Interactive tabular RL in four rooms

Fill in the update rules for model-free Q-learning, Dyna-Q, and hindsight experience replay. Then watch how the agent's values, policy, and learning curve change inside a classic four-rooms gridworld.

The world is an 11 by 11 four-rooms task: two long interior walls split the map into four regions, and each wall segment has a single doorway. The agent starts in the upper-left room and tries to reach a goal in the lower-right room. The fastest policies have to discover the doorways and then propagate value backward through them.

Why this example?

Four rooms is just large enough to make exploration and representation visible. A good value function has structure: states near useful doorways become valuable before the whole map looks solved.

What to watch

Use the value heatmap for learned expectations, the policy arrows for the greedy route, visits for exploration coverage, and the return chart for learning speed. A working update should make all four tell the same story.

The comparison

Q-learning learns only from real steps, Dyna-Q also learns from imagined model rollouts, and HER turns failed trajectories into useful goal-conditioned practice.

Part 1

Model-free Q-learning

Start with the one-step temporal-difference update. At first, the value heatmap is mostly flat. As successful episodes occur, positive value should spread backward from the goal through the doorway sequence. The greedy-policy view should eventually point toward a route through the four rooms.

Big idea: model-free learning is simple and honest. It only changes a value after the agent actually experiences a transition, so credit assignment moves one step at a time.

Part 2

Dyna-Q planning

Dyna-Q stores a tiny tabular model of experienced transitions, then replays imagined transitions after each real step. With planning turned up, learning should become noticeably steeper because the agent can update old states without physically revisiting them.

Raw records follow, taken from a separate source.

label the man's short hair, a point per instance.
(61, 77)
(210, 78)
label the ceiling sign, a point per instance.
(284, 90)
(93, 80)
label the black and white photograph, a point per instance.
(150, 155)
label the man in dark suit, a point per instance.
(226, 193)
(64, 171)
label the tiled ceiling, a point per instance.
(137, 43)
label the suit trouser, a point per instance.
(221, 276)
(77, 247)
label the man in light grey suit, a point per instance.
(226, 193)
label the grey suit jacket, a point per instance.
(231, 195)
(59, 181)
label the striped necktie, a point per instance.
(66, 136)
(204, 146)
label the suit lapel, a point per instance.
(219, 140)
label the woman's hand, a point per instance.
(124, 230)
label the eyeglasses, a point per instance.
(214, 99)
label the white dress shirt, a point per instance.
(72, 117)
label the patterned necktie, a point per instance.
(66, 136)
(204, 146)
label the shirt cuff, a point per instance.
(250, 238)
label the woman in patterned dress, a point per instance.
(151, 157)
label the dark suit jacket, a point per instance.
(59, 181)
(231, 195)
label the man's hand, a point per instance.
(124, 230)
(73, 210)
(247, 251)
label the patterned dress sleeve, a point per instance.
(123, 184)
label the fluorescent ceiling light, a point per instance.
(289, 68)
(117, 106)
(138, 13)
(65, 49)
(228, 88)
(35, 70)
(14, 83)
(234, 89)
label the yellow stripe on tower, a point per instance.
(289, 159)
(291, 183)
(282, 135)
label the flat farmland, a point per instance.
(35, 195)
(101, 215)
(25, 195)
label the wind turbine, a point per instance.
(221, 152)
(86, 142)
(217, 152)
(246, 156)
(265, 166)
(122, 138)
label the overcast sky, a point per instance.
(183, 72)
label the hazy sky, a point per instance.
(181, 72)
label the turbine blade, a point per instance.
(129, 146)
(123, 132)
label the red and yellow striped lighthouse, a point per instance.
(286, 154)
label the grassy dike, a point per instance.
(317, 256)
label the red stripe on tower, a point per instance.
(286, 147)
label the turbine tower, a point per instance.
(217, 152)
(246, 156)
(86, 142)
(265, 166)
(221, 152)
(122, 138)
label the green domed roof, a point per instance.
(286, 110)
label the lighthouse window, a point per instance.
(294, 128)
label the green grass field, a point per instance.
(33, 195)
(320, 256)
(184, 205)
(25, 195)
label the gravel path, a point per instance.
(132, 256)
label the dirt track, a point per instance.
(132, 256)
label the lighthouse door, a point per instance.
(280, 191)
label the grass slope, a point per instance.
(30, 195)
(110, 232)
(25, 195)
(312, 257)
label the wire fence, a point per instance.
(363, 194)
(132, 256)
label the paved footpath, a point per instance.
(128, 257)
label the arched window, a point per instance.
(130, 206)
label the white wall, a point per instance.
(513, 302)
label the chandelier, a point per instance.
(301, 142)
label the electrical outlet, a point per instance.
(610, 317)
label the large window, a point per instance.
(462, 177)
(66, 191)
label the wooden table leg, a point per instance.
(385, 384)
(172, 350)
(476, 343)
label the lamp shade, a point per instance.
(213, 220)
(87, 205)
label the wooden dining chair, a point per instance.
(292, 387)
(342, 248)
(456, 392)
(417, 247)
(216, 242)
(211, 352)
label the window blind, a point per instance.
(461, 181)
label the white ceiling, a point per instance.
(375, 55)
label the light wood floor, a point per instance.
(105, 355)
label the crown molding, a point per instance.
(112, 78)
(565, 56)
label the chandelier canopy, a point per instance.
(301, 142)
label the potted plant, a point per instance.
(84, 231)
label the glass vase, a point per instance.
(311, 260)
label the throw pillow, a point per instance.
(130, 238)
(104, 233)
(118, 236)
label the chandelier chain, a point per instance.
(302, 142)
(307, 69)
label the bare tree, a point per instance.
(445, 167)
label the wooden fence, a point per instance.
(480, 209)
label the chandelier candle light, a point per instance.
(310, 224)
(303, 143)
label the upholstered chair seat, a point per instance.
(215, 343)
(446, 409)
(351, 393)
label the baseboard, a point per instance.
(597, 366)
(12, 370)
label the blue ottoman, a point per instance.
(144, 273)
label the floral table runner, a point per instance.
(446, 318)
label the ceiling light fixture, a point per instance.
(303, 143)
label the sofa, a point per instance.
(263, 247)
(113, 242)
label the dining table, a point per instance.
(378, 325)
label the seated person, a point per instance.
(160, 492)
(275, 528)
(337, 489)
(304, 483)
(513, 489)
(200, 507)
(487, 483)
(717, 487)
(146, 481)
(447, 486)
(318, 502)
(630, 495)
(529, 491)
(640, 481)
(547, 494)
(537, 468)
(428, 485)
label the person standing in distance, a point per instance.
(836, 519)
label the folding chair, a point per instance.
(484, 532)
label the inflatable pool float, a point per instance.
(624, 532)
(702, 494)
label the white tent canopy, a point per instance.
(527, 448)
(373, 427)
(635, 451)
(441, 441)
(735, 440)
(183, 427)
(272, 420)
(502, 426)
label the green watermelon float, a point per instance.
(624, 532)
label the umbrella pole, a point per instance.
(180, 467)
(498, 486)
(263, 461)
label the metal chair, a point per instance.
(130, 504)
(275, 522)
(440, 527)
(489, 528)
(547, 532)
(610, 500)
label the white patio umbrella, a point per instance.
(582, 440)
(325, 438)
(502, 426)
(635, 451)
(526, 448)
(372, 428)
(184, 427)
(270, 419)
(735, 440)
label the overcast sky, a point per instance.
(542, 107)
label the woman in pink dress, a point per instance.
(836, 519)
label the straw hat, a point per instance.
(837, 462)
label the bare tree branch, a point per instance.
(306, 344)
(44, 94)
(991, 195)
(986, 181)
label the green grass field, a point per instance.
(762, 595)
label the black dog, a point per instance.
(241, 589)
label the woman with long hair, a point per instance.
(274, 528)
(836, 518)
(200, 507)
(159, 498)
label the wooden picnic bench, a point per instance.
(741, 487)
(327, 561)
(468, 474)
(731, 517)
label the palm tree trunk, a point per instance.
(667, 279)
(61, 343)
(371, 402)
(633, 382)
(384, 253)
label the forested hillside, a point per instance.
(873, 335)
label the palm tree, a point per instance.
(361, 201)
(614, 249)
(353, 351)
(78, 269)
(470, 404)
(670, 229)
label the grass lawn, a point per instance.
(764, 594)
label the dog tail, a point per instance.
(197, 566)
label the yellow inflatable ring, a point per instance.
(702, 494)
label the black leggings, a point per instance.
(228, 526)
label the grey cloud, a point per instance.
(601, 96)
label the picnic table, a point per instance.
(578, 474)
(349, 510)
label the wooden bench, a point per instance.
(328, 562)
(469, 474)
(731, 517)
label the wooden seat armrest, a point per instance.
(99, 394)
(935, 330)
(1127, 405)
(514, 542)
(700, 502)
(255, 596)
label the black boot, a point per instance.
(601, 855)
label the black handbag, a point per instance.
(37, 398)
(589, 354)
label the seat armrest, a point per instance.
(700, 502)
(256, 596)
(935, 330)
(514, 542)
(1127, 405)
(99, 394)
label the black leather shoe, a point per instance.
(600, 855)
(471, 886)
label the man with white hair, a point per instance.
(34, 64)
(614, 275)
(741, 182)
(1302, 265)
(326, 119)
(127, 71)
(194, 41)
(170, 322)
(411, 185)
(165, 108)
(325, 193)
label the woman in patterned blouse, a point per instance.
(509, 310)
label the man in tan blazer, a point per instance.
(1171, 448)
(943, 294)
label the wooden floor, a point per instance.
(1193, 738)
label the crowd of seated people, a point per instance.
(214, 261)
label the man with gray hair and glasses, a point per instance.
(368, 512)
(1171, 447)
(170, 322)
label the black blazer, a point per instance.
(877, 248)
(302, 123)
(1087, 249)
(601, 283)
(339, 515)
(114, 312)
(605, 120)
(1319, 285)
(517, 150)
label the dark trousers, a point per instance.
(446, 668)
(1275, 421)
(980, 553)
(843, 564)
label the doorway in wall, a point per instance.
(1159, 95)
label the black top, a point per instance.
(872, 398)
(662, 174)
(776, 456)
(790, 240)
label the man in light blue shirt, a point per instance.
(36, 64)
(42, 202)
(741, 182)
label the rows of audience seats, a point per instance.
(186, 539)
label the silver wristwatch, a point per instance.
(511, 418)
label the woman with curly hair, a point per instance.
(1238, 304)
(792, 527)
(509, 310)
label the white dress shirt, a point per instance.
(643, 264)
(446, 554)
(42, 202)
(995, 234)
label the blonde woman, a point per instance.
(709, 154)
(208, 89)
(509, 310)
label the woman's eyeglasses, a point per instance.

Big idea: if the world dynamics are reusable, memory can become practice. After the agent has seen a doorway once, planning can keep propagating that information through previously visited states.

Part 3

Hindsight experience replay

HER treats the state actually reached at the end of an episode as if it had been the intended goal. In the visit heatmap, failed wandering can still become useful training data; in the value view, the agent learns a goal-conditioned table for multiple possible outcomes.

Big idea: failure can still be data. HER asks, "What goal did this trajectory accidentally solve?" and uses that relabeled goal to train a more flexible representation.

Comparison lab

Compare and customize

Switch between all three algorithms, tune exploration and planning, move the start or goal, and edit the four-rooms walls. The chart keeps separate curves for each method so you can compare how quickly each one adapts under the same arrangement.

Try training each method for the same number of episodes, then shift the goal. Q-learning should need fresh real experience, Dyna-Q can reuse its transition model, and HER should expose how goal-conditioned values differ from a single-goal value table.